S.C. General Assembly Continues Funding Attacks

By Paul Gable

The S.C. General Assembly continues to move forward with impunity on bills that will cause funding problems for local governments around the state.

H.3374, which deals with the local government fund, has already passed the House and lies in the Senate Finance Committee awaiting action.

The local government fund, now proposed to be renamed the Local Government Revenue Sharing Fund, ostensibly returns a portion of state revenue to counties to help pay for state mandated offices. These include courts, solicitors, magistrates, public defenders, election commission, DSS, county health departments and the like.

Over the past six state budgets, the state general fund has increased by approximately $1 billion in revenue or 18.2 percent. Over the same time, the S.C. General Assembly, ignoring its own law, has cut the local government fund approximately $67.5 million or 24.1 percent.

If H.3374 becomes law, this underfunding would become permanent allowing the S.C. General Assembly to spend more tax money on things like giving $1 billion in tax relief to Boeing while local governments have to use more property tax dollars to fund state mandated agencies.

This is just another example of how bribing corporations to locate in the state, in the name of economic development, hits average taxpayers in the pocket. That’s the part of the economic development story you never hear Gov. Nikki Haley or state lawmakers talk about.

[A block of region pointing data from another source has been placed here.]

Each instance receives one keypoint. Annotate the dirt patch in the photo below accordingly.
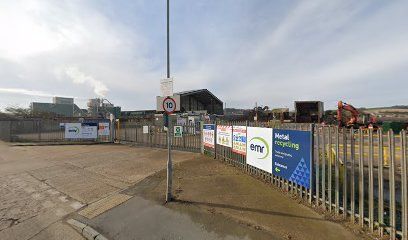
(219, 189)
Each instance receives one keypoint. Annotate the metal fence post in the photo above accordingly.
(201, 137)
(330, 169)
(323, 169)
(39, 130)
(380, 183)
(352, 178)
(361, 177)
(391, 140)
(344, 173)
(317, 164)
(312, 129)
(404, 189)
(215, 140)
(337, 174)
(370, 180)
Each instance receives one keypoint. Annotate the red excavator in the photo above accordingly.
(368, 121)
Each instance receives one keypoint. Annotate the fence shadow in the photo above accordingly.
(238, 208)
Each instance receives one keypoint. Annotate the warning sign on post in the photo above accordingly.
(178, 131)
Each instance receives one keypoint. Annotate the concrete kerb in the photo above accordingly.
(86, 231)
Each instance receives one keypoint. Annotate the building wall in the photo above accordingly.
(59, 109)
(190, 103)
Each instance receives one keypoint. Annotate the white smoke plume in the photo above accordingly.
(79, 77)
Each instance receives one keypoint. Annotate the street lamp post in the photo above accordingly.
(169, 162)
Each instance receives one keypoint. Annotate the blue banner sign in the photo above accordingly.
(292, 155)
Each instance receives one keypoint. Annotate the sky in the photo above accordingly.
(244, 51)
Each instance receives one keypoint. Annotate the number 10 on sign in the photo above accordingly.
(169, 105)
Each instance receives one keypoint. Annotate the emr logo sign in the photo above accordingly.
(259, 152)
(260, 147)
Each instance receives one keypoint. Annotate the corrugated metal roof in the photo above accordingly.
(198, 92)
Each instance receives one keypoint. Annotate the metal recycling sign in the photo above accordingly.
(209, 135)
(259, 148)
(81, 130)
(292, 155)
(169, 105)
(224, 135)
(239, 138)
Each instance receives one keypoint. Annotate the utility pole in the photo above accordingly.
(169, 162)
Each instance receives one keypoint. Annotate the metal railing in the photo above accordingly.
(358, 174)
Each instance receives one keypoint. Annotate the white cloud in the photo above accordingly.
(79, 77)
(327, 50)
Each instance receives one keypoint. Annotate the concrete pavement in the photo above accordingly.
(41, 185)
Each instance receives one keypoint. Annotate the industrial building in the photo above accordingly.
(309, 111)
(60, 106)
(200, 101)
(101, 107)
(65, 107)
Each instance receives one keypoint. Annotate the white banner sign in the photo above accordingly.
(73, 130)
(259, 148)
(103, 129)
(145, 129)
(81, 130)
(224, 135)
(89, 130)
(208, 135)
(239, 139)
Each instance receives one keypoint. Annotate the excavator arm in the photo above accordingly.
(347, 107)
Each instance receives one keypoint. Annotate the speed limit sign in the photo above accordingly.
(169, 105)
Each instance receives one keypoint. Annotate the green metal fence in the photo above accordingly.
(358, 174)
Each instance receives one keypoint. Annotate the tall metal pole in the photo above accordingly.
(169, 162)
(168, 39)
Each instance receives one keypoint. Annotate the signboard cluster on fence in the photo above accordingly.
(239, 136)
(82, 130)
(284, 153)
(103, 129)
(209, 135)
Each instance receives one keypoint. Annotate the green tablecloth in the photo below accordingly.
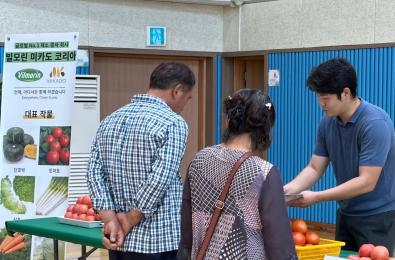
(51, 228)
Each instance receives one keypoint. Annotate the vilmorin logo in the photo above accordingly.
(28, 75)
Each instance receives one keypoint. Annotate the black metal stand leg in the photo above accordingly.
(55, 250)
(85, 254)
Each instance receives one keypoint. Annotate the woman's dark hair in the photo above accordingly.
(169, 74)
(250, 111)
(332, 77)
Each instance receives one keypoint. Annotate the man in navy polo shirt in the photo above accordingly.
(358, 139)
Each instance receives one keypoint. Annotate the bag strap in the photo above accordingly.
(219, 205)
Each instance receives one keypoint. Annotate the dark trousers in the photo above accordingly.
(118, 255)
(357, 230)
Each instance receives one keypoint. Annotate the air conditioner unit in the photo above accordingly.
(84, 123)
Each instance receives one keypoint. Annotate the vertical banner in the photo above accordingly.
(37, 98)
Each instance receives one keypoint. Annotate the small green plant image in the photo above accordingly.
(10, 199)
(24, 187)
(54, 145)
(17, 143)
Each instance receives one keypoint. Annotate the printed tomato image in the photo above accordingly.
(54, 145)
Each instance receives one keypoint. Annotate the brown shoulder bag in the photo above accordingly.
(219, 205)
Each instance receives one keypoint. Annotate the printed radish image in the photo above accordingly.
(53, 196)
(54, 145)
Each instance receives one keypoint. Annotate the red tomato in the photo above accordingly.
(57, 132)
(55, 146)
(87, 201)
(299, 238)
(299, 226)
(64, 155)
(49, 139)
(90, 218)
(64, 140)
(312, 238)
(82, 209)
(90, 212)
(53, 157)
(365, 249)
(76, 208)
(97, 217)
(68, 214)
(379, 253)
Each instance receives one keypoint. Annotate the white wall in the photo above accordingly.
(116, 23)
(278, 24)
(310, 23)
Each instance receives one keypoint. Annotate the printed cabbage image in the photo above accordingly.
(10, 199)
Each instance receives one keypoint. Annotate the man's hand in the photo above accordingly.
(308, 198)
(129, 219)
(113, 235)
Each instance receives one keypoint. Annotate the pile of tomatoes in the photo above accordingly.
(371, 252)
(82, 210)
(301, 235)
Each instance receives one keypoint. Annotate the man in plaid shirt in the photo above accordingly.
(133, 174)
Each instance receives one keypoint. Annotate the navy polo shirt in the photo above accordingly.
(367, 139)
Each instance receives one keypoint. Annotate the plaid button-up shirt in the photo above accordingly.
(135, 164)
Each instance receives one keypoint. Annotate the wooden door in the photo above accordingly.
(122, 76)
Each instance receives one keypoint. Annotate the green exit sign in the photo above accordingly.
(156, 36)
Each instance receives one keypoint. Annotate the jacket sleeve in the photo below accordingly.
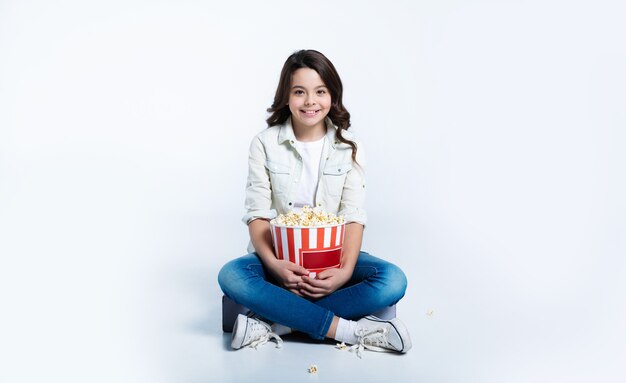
(352, 205)
(258, 202)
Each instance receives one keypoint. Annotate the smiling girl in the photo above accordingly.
(306, 156)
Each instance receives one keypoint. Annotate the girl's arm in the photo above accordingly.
(330, 280)
(288, 274)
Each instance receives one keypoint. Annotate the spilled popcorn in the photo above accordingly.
(342, 346)
(308, 217)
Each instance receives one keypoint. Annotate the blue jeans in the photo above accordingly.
(375, 284)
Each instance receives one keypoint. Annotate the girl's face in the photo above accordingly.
(309, 101)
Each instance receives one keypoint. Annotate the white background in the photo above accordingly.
(495, 134)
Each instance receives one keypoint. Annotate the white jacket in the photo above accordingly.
(274, 167)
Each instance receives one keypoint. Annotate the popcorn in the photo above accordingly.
(309, 217)
(341, 346)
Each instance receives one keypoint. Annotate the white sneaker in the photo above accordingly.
(252, 332)
(381, 335)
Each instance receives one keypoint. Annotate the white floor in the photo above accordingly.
(495, 141)
(146, 308)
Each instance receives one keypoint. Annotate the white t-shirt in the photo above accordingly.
(306, 187)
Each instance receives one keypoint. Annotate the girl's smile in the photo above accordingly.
(309, 103)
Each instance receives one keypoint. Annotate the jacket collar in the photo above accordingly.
(286, 133)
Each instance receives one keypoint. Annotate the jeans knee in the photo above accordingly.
(225, 277)
(396, 283)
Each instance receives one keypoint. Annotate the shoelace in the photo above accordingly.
(373, 339)
(261, 333)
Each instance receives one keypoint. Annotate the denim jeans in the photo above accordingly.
(374, 285)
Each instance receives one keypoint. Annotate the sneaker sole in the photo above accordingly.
(237, 342)
(400, 328)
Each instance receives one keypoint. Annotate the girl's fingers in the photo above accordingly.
(312, 295)
(314, 281)
(312, 289)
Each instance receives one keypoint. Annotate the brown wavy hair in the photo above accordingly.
(308, 58)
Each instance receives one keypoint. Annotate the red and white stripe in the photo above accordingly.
(291, 242)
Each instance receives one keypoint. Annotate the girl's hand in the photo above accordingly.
(287, 274)
(326, 283)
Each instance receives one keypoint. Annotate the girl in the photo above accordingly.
(307, 157)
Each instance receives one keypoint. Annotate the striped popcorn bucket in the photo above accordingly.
(314, 248)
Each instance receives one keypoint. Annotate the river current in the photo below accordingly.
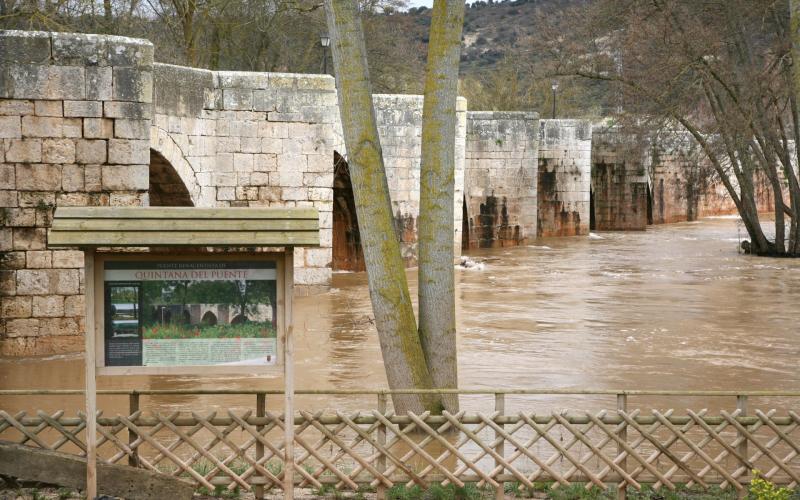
(674, 307)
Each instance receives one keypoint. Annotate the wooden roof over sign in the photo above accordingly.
(184, 226)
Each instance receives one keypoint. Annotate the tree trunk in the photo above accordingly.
(391, 302)
(794, 34)
(437, 323)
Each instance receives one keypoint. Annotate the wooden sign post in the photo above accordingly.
(115, 339)
(90, 393)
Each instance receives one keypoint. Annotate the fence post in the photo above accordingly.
(381, 465)
(133, 407)
(622, 405)
(741, 405)
(261, 411)
(500, 407)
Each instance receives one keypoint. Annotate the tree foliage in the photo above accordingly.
(721, 71)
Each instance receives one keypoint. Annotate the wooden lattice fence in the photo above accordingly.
(621, 447)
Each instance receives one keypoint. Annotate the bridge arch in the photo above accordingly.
(172, 178)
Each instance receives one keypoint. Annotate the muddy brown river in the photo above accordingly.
(675, 307)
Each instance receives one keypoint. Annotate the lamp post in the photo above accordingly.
(554, 86)
(325, 42)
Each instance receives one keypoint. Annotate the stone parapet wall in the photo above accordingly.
(619, 181)
(399, 119)
(500, 181)
(564, 170)
(253, 139)
(74, 124)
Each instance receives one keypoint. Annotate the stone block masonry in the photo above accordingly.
(247, 139)
(619, 182)
(500, 198)
(88, 120)
(565, 148)
(399, 119)
(66, 101)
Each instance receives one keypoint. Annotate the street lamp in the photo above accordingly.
(325, 42)
(554, 86)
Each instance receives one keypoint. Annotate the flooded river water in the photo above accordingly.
(675, 307)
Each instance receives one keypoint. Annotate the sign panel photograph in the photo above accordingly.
(172, 313)
(188, 314)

In like fashion, the proposal to essentially force counties to take over maintenance responsibilities and costs for approximately 50 percent of current state maintained roads remains alive and well in Columbia.

H.3579 remains the S.C. House preferred bill on road funding. It is scheduled for a hearing in a House Ways and Means subcommittee on Tuesday.

The bill intends to transfer 50 percent of state roads to counties if the counties do not specifically opt out of taking the roads. But, it is not county government that makes the decision, although it would be responsible for maintaining the roads.

Instead, that decision would be made by a newly reconstituted County Transportation Committee, appointed by the respective county’s legislative delegation.

Additionally, while the bill would slightly increase C Funds, the percentage of state gas tax that is returned to counties, it again bypasses county government by giving the funds to the CTC.

But, the twain between C Funds and county road maintenance costs does not have to meet. Nothing in the law requires the CTC to give the C Funds to the county. The C Funds will only fund a small amount of the overall maintenance costs to counties even if they do come to county government.

This third party agency, the CTC, gets to make all the decisions but have none of the responsibility and the whole program is underfunded anyway.

The S.C. General Assembly will continue to keep most of the tax dollars collected for road maintenance while passing off 50 percent of the roads it currently maintains to the counties.

Isn’t this what state government complains about the feds doing?